In an era of distributed file systems like Ceph, GlusterFS, HadoopFS and Lustre, running cloud servers with DAS no longer means the capacity is dedicated to a single host and application. The only problem is that cloud stacks still only support file and object stores (with the caveat that Ceph does offer block support but is thus far limited to guests with the appropriate installed kernel module or to Qemu VMs running on KVM).
Enter ScaleIO, a stealthy startup that hopes to do for storage what OpenStack and CloudStack have done for computing. SANs are hard to manage and harder yet to scale, so founder and CEO Boaz Palgi says ScaleIO set about building a SAN without the fabric and dedicated hardware, in which local disks in commodity servers are stitched together with software that provides all the features storage pros expect: high availability and performance, shared block volumes and distributed file systems, rich features like snapshots, thin provisioning, disk and node redundancy, self-healing (replace a failed node and it's automatically reincorporated back into the storage grid) and even performance QoS--a topic we explored in depth in Network Computing's February digital issue (registration required).

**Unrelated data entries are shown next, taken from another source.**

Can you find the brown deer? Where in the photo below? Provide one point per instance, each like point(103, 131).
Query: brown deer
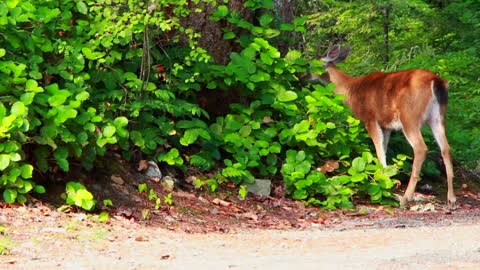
point(402, 100)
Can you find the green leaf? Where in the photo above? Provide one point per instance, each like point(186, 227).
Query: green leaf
point(26, 170)
point(108, 131)
point(189, 137)
point(82, 7)
point(229, 35)
point(12, 3)
point(358, 164)
point(293, 56)
point(221, 11)
point(18, 108)
point(266, 19)
point(4, 161)
point(9, 195)
point(39, 189)
point(287, 96)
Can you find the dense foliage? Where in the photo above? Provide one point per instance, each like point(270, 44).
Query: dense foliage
point(81, 78)
point(442, 36)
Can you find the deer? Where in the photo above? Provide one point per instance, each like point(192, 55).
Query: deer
point(396, 101)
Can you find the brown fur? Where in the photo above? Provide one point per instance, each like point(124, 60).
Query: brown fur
point(397, 100)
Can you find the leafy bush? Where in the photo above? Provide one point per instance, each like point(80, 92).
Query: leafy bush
point(85, 77)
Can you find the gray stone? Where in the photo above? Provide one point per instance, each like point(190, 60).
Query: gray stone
point(260, 187)
point(153, 171)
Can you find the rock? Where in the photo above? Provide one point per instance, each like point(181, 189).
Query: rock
point(153, 172)
point(168, 183)
point(260, 187)
point(117, 179)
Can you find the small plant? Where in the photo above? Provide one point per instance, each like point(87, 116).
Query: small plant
point(77, 194)
point(107, 202)
point(5, 242)
point(168, 199)
point(242, 192)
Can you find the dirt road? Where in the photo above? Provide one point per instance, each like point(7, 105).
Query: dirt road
point(47, 243)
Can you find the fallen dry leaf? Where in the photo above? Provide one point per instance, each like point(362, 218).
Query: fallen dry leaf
point(248, 215)
point(142, 165)
point(141, 238)
point(117, 179)
point(329, 166)
point(220, 202)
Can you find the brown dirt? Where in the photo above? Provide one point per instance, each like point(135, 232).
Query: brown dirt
point(138, 236)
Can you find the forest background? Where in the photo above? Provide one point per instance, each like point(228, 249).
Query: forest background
point(215, 88)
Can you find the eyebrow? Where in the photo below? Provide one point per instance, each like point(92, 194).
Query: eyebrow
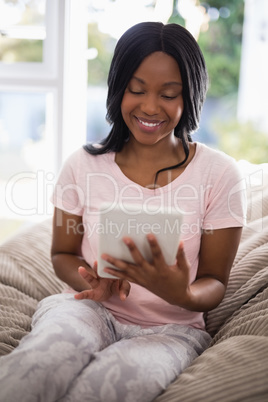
point(166, 84)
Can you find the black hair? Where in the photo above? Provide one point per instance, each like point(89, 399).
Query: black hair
point(134, 45)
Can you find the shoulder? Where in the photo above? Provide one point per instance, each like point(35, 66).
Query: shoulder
point(214, 160)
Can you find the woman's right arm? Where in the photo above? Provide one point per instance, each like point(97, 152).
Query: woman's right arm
point(66, 250)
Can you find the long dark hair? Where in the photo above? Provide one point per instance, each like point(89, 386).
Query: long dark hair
point(137, 43)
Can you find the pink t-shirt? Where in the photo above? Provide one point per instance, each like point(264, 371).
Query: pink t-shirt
point(209, 193)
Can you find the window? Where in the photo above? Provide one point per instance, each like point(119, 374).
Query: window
point(42, 100)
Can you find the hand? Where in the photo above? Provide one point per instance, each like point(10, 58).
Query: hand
point(171, 283)
point(102, 288)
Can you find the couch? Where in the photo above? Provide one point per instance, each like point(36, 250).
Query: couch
point(233, 368)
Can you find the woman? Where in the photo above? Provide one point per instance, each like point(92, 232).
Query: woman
point(127, 339)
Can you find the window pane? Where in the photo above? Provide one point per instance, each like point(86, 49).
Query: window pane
point(27, 154)
point(22, 30)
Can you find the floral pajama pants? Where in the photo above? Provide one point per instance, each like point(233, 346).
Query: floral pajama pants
point(78, 352)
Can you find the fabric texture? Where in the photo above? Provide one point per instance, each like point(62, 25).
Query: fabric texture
point(209, 194)
point(78, 351)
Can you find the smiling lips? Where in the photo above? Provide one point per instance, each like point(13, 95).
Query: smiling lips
point(151, 124)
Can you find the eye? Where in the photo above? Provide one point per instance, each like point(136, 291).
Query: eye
point(169, 97)
point(135, 92)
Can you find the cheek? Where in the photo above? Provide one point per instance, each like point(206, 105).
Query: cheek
point(126, 105)
point(177, 113)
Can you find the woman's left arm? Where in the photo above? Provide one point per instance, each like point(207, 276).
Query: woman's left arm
point(217, 253)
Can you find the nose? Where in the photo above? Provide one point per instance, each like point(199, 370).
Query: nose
point(150, 105)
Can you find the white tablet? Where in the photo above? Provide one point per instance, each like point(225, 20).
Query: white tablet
point(121, 220)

The idea is simple, says Palgi: to turn local disk into a SAN, accessible by any server in the data center, that's scalable to thousands of systems and where adding capacity is as easy as connecting another server to the ScaleIO "hive mind." ScaleIO SANs can also mix and match solid state and mechanical disks in a couple of ways. The simplest is just building separate HDD and SDD volumes, binding applications to whichever is most appropriate. Alternatively, Palgi says, the software can also use SDDs for caching in native HDD SANs.
It's such a logical concept, one wonder's why it's taken so long. Two words: it's hard. Palgi points out that even AWS, the world's premiere cloud system, maintains a distinction between object (S3) and file (EBS) storage service. And he says building cloud-like block storage is particularly difficult, noting that although all cloud providers offer some sort of object store, "almost no one offers an alternative to EBS." Access to ScaleIO SANs is done through a kernel driver, with ports to Linux and ESX currently available and Windows to come. Palgi says it has even been working with Calxeda to provide support on ARM servers.
IT architectural trends are nothing if not cyclical, oscillating between epochs of extreme centralization and hyper-distribution. Storage, as witnessed by EMC's enormous and sustained success, has been living through an era of consolidation, but one that's come at a high price, as the cost of buying and managing huge storage systems hasn't kept pace with that of disks and flash chips.
Cloud infrastructure is likely the catalyst to swing the architectural pendulum back toward distributed storage systems, where server storage bays don't sit empty, adding capacity isn't a moonshot project, and server admins needn't supplicate before storage gurus every time they need to spin up a new applications.